The impact on the environment is devastating – soot, smoke, polluted waters, breathing problems, heat and depletion of the ozone layer. In 2016, former President Muhammadu Buhari launched the Ogoni remediation plan at a cost of $1 billion.

Burning the vessel and its contents makes it difficult to prosecute the arrested suspects and vessel owners because the evidence is now buried in the river bed. A Bayelsa State monarch and author of The Riddle of the Oil Thief, Bubaraye Dakolo, insisted that the military deliberately burnt the evidence to prevent investigators from unearthing the real barons behind oil theft in Nigeria.

In June, Asari Dokubo, a former militant, had also sensationally accused the military of abetting oil theft; “99 per cent” of oil theft, he alleged, was perpetrated by the military. The immediate past Rivers State Governor, Nyesom Wike, had similarly accused the military and the other security agents of being knee-deep in oil theft.

Tinubu must therefore move in and clear the mess. Any law or regulation that authorises the military to set these ships ablaze should be swiftly abrogated because it is draconian, short-sighted and further damages the environment.

Instead, Tinubu should sign an executive order mandating that the seized vessels and the contents be preserved as evidence for the prosecution of the culprits. Nigeria’s main source of revenue remains oil exports; it therefore defies logical reasoning to destroy the stolen crude. Instead, it should be forfeited to the state and sold.

Tinubu should learn from Saudi Arabia, the world’s largest oil exporter. A 2008 CBS documentary revealed how the Saudis monitor the oil production there through technology, coordinated by a command centre fitted with a 220-feet digital screen. The operator said, “Every facility in the Kingdom, every drop of oil that comes from the ground is monitored in real-time in this room, and we have control of each and every facility, each and every pipeline, each and every valve in the pipeline.
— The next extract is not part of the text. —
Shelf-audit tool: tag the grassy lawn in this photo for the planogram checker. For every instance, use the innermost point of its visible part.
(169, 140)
And therefore, we know exactly what is happening in the system from A to Z.”

Nigeria must adopt such sensible options.

There is an urgent need to dismantle the current anti-oil theft security apparatus; its personnel should be completely replaced. The new teams should be closely monitored and given performance targets. Failure should not be tolerated. An intensive intelligence operation should be launched to uncover the criminal networks, identify and apprehend complicit security personnel and oil industry officials.

Burning crude recovered from thieves is sheer lunacy.  It should not happen again.